Highland Park. It’s a brand that has come in for some criticism here at Malt Towers for a variety of reasons. First and foremost is the fact that quality no longer seems to be paramount in the eyes of Highland Parks owners, The Edrington Group.
The core line of Highland Park that consisted of the 12, 15 and 18 year old age statements was generally held in high regard by enthusiasts. While the 12 and 18 remain (in the new hideously designed bottles) the 15 year old has been dropped and was replaced initially by the underwhelming Dark Origins (a no-age-statement whisky high on sherry content) which has subsequently been replaced by the even more anodyne Valkyrie (a no-age-statement whisky high on mediocrity). Then there is the duty-free Warrior Series bearing the names of mighty Nordic men of war and little else. This move to NAS whiskies is something that Edrington have form with. Just look at their tinkering with Macallan and the 1824 series; gone are the age descriptors, replaced by colours! The Fine Oak range too has been received in a lukewarm manner. Macallan is not what it once was. Highland Park it would seem is following suit.
The lack of an age statement has obvious benefits for the distillery… not so much for the consumer. There is a considerable lack of detail on the likes of the Full Volume, Dragon Legend (yes, really, that is the name!) and the newly released Magnus. So while the distillery will tell you that a lack of an age statement allows flexibility in the use of stock, for us as enthusiasts it means in many cases we are asked to pay premium prices for decidedly un-premium contents. While it is true that an age statement in and of itself is no guarantee of quality whatsoever, (link to the Quiet Man 12) it does at least give you some information as to why you are parting with your hard-earned cash.
Personally I also really dislike the current rebranding. Highland Park has really gone up their Viking backsides with all this guff about Norse gods and warriors and dragons.

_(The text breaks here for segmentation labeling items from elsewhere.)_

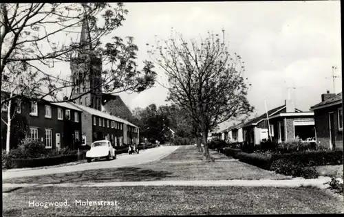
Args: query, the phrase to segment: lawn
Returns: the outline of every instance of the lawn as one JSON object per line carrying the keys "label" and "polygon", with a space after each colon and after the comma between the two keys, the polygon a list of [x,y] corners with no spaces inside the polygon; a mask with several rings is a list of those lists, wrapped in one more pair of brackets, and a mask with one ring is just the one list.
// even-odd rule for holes
{"label": "lawn", "polygon": [[[164,159],[136,166],[86,170],[3,180],[10,183],[98,183],[171,180],[289,179],[290,177],[233,160],[212,152],[217,160],[204,163],[193,146],[182,146]],[[180,160],[178,160],[180,159]]]}
{"label": "lawn", "polygon": [[[5,216],[283,214],[343,212],[343,202],[315,187],[27,187],[3,194]],[[67,207],[29,207],[63,202]],[[117,201],[81,206],[75,201]]]}

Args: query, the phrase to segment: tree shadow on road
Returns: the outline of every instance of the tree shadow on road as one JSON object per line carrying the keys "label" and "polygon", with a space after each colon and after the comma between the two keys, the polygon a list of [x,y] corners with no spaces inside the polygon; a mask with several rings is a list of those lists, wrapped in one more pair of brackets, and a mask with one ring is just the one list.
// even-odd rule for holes
{"label": "tree shadow on road", "polygon": [[92,170],[70,173],[22,177],[6,180],[8,183],[61,184],[117,181],[159,181],[174,177],[172,172],[136,167]]}

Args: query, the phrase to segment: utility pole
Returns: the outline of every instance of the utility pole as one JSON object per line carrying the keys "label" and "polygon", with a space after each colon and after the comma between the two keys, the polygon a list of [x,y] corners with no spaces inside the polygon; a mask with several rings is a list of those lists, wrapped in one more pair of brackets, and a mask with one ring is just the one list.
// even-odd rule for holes
{"label": "utility pole", "polygon": [[330,77],[326,77],[325,78],[332,78],[333,80],[333,93],[336,93],[336,87],[335,87],[335,79],[341,78],[340,76],[334,76],[334,71],[337,70],[337,67],[332,66],[332,76]]}

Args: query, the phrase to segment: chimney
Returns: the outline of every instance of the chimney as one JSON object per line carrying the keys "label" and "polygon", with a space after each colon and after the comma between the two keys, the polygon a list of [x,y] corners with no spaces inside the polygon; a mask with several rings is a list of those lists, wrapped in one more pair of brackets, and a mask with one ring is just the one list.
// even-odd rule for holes
{"label": "chimney", "polygon": [[330,91],[326,91],[326,93],[321,94],[321,102],[326,101],[335,95],[335,93],[330,93]]}
{"label": "chimney", "polygon": [[295,104],[291,100],[286,100],[286,112],[295,112]]}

I’m really not that interested in reading about Norse mythology off the back of a whisky bottle, I tend to find libraries much better for that type of education.
So while the official bottlings from Highland Park slip in the distinctly profit chasing money pit of mediocrity it would seem to be at present that the Independent Bottling sector is a more suitable place to find a good Highland Park. Certainly, there are plenty coming to market at present although you are more than likely not going to find the Highland Park name on the label. Rather if it bears a title such as ‘A Distillery on Orkney’ you can be pretty sure where it’s from.
The expression on review here today has been bottled by the good folk from W.M.Cadenheads. Distilled in June 1988 and bottled in August 1998, making it 10 years old, this particular drop has spent its entire lifespan maturing in a single sherry cask that produced 600 bottles. Bottled at a healthy 59.9% as part of the Cadenhead’s Cask Strength Authentic Collection. I bought this bottle at Fairleys in Coleraine for £55 a couple of years ago. Don’t bother looking for another in Fairleys as the last two bottles sold very recently for a bargain £80 a pop.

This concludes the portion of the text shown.